Floowandereeze and the Scary Sea
Floowandereeze and the Scary Sea

Floowandereeze and the Scary Sea – #BODE-EN075

When your opponent would Special Summon a monster(s), while you control a face-up Tribute Summoned monster and no Special Summoned monsters: Negate the Summon, and if you do, return that monster to the hand, also for the rest of this turn, your opponent cannot Special Summon, and can conduct up to 3 Normal Summons/Sets this turn, not just 1. You can only activate 1 “Floowandereeze and the Scary Sea” per turn.

Date Reviewed:  February 2nd, 2022

Rating: 3.00

Ratings are based on a 1 to 5 scale. 1 is awful. 3 is average. 5 is excellent.

Reviews Below:


KoL's Avatar
King of
Lullaby

Hello Pojo Fans,

Floowandereeze and the Scary Sea is a protection card for Floowandereeze that could either be really good or really bad depending on the matchup.

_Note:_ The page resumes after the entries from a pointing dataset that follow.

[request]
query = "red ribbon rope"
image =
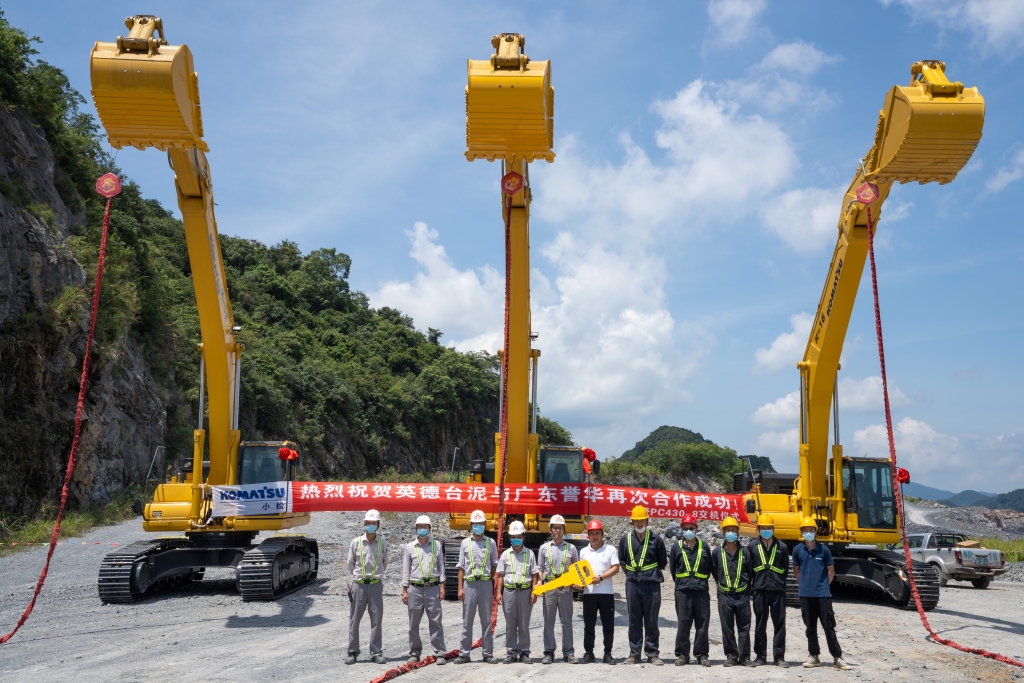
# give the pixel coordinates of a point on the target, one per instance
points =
(83, 384)
(895, 472)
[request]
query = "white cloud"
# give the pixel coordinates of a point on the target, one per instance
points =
(787, 347)
(734, 19)
(997, 25)
(804, 219)
(1010, 173)
(799, 56)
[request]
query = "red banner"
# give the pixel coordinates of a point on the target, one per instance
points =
(563, 499)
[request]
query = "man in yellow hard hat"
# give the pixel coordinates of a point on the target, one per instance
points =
(814, 568)
(731, 568)
(643, 555)
(771, 563)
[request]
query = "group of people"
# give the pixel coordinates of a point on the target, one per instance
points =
(744, 574)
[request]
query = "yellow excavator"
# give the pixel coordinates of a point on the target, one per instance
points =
(146, 94)
(927, 131)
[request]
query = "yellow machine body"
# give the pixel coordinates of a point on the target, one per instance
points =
(146, 95)
(927, 132)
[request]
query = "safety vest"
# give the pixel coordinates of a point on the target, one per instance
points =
(686, 561)
(478, 575)
(639, 566)
(732, 586)
(551, 565)
(770, 562)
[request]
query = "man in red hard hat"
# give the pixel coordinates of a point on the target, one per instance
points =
(598, 597)
(689, 561)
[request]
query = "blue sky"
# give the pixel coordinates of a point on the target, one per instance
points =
(680, 239)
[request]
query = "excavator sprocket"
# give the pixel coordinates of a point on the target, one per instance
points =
(278, 566)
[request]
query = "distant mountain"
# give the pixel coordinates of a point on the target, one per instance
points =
(664, 434)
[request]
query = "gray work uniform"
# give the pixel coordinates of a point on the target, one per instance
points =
(367, 561)
(554, 560)
(518, 569)
(423, 575)
(477, 560)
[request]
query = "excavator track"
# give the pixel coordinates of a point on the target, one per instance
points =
(278, 566)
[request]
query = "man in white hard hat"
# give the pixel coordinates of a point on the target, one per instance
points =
(423, 589)
(555, 556)
(517, 574)
(367, 561)
(477, 557)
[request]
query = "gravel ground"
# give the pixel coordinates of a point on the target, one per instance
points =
(206, 632)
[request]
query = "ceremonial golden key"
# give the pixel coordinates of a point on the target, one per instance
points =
(579, 573)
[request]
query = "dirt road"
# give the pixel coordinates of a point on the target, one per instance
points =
(207, 633)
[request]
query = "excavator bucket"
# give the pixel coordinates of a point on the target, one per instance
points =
(927, 130)
(146, 91)
(509, 104)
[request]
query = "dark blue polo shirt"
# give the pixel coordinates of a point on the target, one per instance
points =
(813, 569)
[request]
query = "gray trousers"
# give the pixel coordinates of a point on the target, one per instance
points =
(366, 597)
(425, 600)
(517, 613)
(479, 595)
(558, 602)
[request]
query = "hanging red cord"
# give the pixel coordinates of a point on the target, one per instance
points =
(896, 472)
(108, 185)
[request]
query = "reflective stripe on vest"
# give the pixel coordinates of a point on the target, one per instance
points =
(634, 565)
(686, 560)
(732, 586)
(770, 561)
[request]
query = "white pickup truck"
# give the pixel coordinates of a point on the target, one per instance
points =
(956, 557)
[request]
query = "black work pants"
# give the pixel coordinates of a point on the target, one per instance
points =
(769, 603)
(643, 601)
(692, 611)
(594, 604)
(734, 613)
(819, 609)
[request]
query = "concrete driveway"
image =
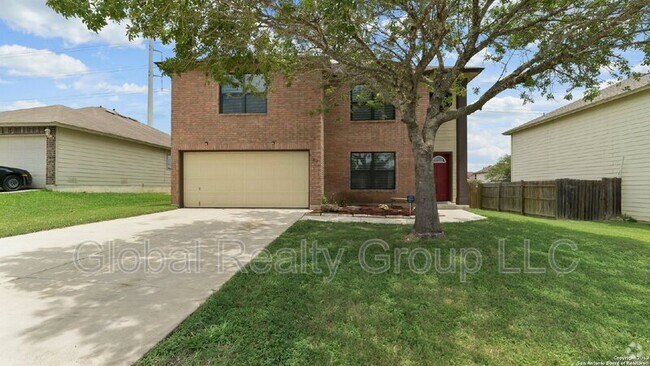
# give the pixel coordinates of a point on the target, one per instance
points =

Negate and bounce back a Special Summoned monster(s) is a good effect, the standard-looking archetype Counter Trap. You having to have a Tribute Summoned monster and no Special Summoned monsters focuses the strategies that can play this to Monarch-focused and Floowandereeze only…maybe True Draco. Locking your opponent out of Special Summons for the rest of the turn can completely wreck strategies like Sky Striker and Invoked. The up to 3 Normal Summons/Set this turn are where this card can really fall apart. Most meta decks focus on Special Summoning and run Normal Summon monsters in the form of hand traps and recruiter-type monsters. If you run into a deck that functions with both many Normal Summon monsters and Special Summon monsters, giving them two more Normal Summons can hurt you tremendously if those monsters are meant to get resources. If it’s something that needs to Special Summon off of a single Normal Summon, then this card will keep them held in place for the turn and can keep doing that as long as you can protect it.

The power of this card depends entirely on who your opponent is. Needing to Special Summon? This card hurts them. Got a few Normal Summon monsters? This helps them and hurts you. Since you won’t be Special Summoning likely in this archetype (Floowandereeze), you shouldn’t have an issue with the requirements.

Advanced-2.5/5     Art-2/5

Until Next Time
KingofLullaby


Crunch$G Avatar
Crunch$G
Now we get to see what kind of Counter Trap the archetype gets with Floowandereeze and the Scary Sea.
Scary Sea is a Counter Trap that negates the summon of an opponent’s Special Summoned monster while you control a monster that was Tribute Summoned and no Special Summoned monsters. The monster you negated then goes back to the hand. For the remainder of the turn, your opponent cannot Special Summon, but instead gets to conduct 3 Normal Summons that turn. I mean, Special Summon negation is nice and the 3 Normal Summons might not matter if your opponent can’t summon anything significant. This sadly isn’t the omni-negation other archetypes get, but this is a pretty interesting card. Hard once per turn on this, but if it resolves the first time then you won’t really get an opportunity to use another. Either way, I’d say this being a 1-of in the Deck is fine, but probably the most optional 1-of compared to the other 2 Spells and Traps that aren’t the Field Spell that we currently have.
 
Advanced Rating: 3/5
 
Art: 4/5 The birds are in danger it seems.

Mighty Vee
Mighty
Vee

Almost missed this one :0 Floowandereeze week continues with Floowandereeze and the Scary Sea, a counter trap on a hard once per turn (though it’s unlikely you’ll ever need to activate it more than once per turn) and one of the more feared cards from the initial Floowandereeze reveal. As always, counter traps are very powerful since they can only be responded to by other counter traps. You can only activate this card if your opponent would special summon a monster while you control a tribute summoned monster and no special summoned monsters (which should be the case if you’re playing a Floowandereeze deck). The summon gets negated, the monster returns to the hand, and your opponent cannot special summon for the rest of the turn, though they do get an additional 2 normal summons. This effect can be incredibly devastating considering the power of special summon floodgates, but depending on the matchup, you might even help your opponent or give them fuel for a powerful play next turn if you fail to finish them off. Additionally, this trap uses the dreaded “would” wording shared by Solemn Strike, which prevents it from working on fusion and ritual spells. It’s still a powerful card against most of the meta and can be searched by one of the archetype’s main playmakers, so I’d still run at least one, and you’ll probably steal some wins with this card alone.

Advanced: 3.5/5

Art: 3.75/5 The storybook art returns, though the birds look like they’ve seen better days.